Dvorak composed his Sextet in A Major around the time of his Slavonic Dances, and in 1879 the music found a happy reception at the home of violinist Joseph Joachim. The first movement Allegro moderato is more to be praised for its inventive sense of modulation than for its melodic currency, which cannot quite support the weight of Dvorak’s expansive development. The influence of Brahms seems well nigh, especially in that composer’s Op. 18 String Sextet; but in this case the “learned” polyphony seems forced. The second movement, Dumka: “Elegie”: Poco allegretto, however, takes a different course, relying on the moody shifts of the Ukrainian dance form that happily escapes the rigors of the German models. Gypsy tunes in asymmetrical metrics keep our attention on a march that segues into an uneasy lullaby.  The violins of James Clark and Elizabeth Wexler sound luxurious in this rendition.

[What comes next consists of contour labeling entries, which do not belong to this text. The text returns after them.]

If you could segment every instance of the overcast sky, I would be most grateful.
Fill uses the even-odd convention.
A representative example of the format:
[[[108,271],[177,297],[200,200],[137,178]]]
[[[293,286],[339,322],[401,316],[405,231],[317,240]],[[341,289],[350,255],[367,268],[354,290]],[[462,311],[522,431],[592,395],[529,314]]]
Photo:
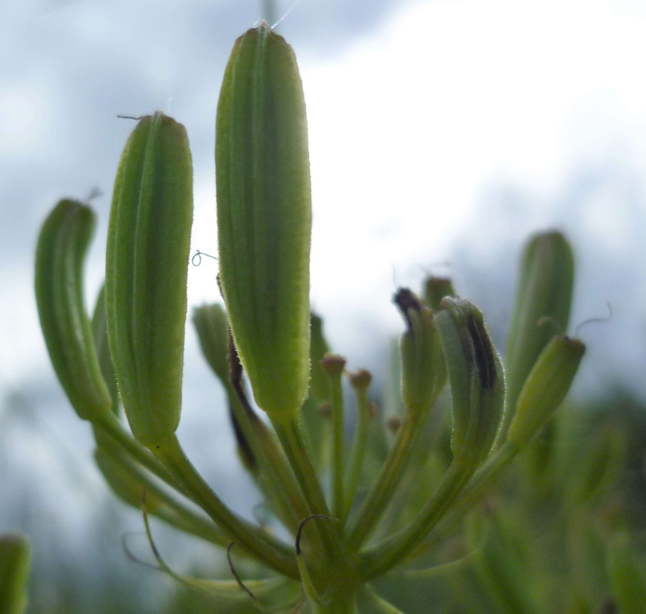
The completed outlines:
[[[277,14],[292,4],[277,3]],[[0,386],[47,390],[43,407],[70,413],[37,326],[34,248],[59,198],[101,189],[93,302],[112,182],[134,127],[118,114],[160,109],[186,125],[192,249],[216,252],[219,84],[260,5],[0,4]],[[462,293],[497,310],[485,317],[504,316],[523,238],[556,226],[579,257],[573,321],[613,306],[610,323],[582,333],[590,352],[581,377],[620,374],[643,386],[646,3],[302,0],[279,30],[295,49],[308,109],[312,299],[351,367],[379,365],[375,333],[401,328],[395,285],[417,286],[424,268],[450,273]],[[450,269],[437,264],[447,260]],[[191,304],[217,299],[216,272],[207,260],[190,268]],[[207,411],[218,405],[209,378],[189,330],[180,434],[205,446],[225,421]],[[230,453],[213,450],[223,462]]]

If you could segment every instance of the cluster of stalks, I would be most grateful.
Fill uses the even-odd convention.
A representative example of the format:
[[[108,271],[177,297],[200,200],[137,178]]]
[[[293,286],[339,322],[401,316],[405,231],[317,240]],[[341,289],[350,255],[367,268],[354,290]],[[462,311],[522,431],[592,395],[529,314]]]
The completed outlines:
[[[556,231],[526,244],[504,366],[482,313],[455,295],[450,281],[429,278],[419,295],[397,291],[404,410],[380,472],[360,488],[367,447],[384,427],[371,404],[370,374],[346,370],[310,312],[305,102],[293,50],[266,23],[233,47],[218,104],[215,162],[217,283],[225,307],[199,307],[193,319],[226,391],[240,460],[285,530],[234,513],[176,435],[193,171],[184,127],[160,112],[139,119],[119,163],[105,283],[91,317],[83,268],[93,211],[63,200],[43,226],[36,293],[52,364],[79,417],[92,427],[105,479],[143,509],[165,571],[216,599],[247,602],[250,611],[398,611],[371,583],[436,548],[570,387],[585,352],[566,334],[570,248]],[[344,431],[344,377],[356,396],[351,441]],[[384,529],[393,503],[420,496],[415,482],[402,492],[402,476],[413,450],[419,461],[445,388],[452,416],[448,469],[410,518]],[[149,514],[226,549],[232,579],[173,571],[154,548]],[[291,541],[279,536],[287,533]],[[265,577],[241,577],[236,557],[257,562]]]

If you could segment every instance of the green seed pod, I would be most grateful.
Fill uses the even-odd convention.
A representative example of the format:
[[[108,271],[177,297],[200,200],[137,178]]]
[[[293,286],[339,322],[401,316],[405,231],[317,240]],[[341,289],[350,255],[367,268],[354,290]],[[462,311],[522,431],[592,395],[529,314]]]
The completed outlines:
[[[0,614],[23,614],[27,607],[31,547],[23,535],[0,535]]]
[[[108,339],[132,434],[152,446],[180,422],[193,166],[184,127],[144,117],[117,171],[106,258]]]
[[[570,390],[585,346],[557,335],[541,353],[521,390],[507,440],[525,445],[552,416]]]
[[[145,486],[136,472],[129,470],[131,461],[123,456],[117,459],[107,448],[94,450],[94,460],[112,491],[124,503],[140,509]],[[149,490],[147,491],[146,509],[148,511],[154,514],[161,505],[159,499]]]
[[[110,354],[108,343],[108,327],[105,322],[105,286],[101,286],[99,296],[96,299],[94,313],[92,317],[92,335],[94,340],[94,347],[99,359],[103,380],[110,391],[110,397],[112,400],[112,410],[115,416],[119,415],[119,387],[117,386],[117,376],[114,374],[112,357]]]
[[[61,200],[38,238],[36,295],[47,350],[72,407],[85,420],[110,409],[83,301],[83,265],[94,229],[92,209]]]
[[[395,303],[407,325],[399,342],[402,396],[406,410],[419,416],[432,405],[444,386],[446,370],[442,347],[433,312],[415,294],[400,288]]]
[[[479,310],[446,297],[435,316],[453,412],[453,455],[476,465],[488,454],[505,411],[505,374]]]
[[[608,557],[608,575],[620,611],[623,614],[643,614],[646,570],[628,541],[627,536],[622,536],[612,544]]]
[[[434,312],[440,308],[444,297],[454,297],[453,282],[448,277],[427,277],[424,282],[424,302]]]
[[[625,453],[625,436],[620,429],[608,425],[592,433],[574,460],[570,505],[591,507],[603,500],[617,484]]]
[[[266,24],[236,42],[216,122],[220,277],[258,405],[289,419],[309,379],[311,203],[294,52]]]
[[[541,352],[567,328],[574,283],[574,257],[565,237],[552,231],[531,237],[523,253],[505,350],[510,408],[505,428]]]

Dvorak marks his third movement Furiant; but like his third movement in the Piano Quintet, Op. 81, he avoids the cross-rhythms that invest his most natural expression of the form in the Sixth Symphony, Op. 60. The vigorous music Dvorak does supply us can hardly be called a disappointment, and here The Raphael Ensemble injects a bitingly delicious sense of brio. The last movement: Finale: Tema con variazioni suffers from that same “academic” ethos that hampers the first movement. A theme in B Minor proceeds, Allegretto grazioso, quasi andantino through five variants and polyphonic stretti that, in an imitation of Beethoven, prolong the coup de grace beyond its means. For the Dvorak enthusiast, however, any formal criticism is just a poor man’s cavil in the face of genius, so enjoy these “delightful works, delightfully played,” to recall Gramophone’s verdict.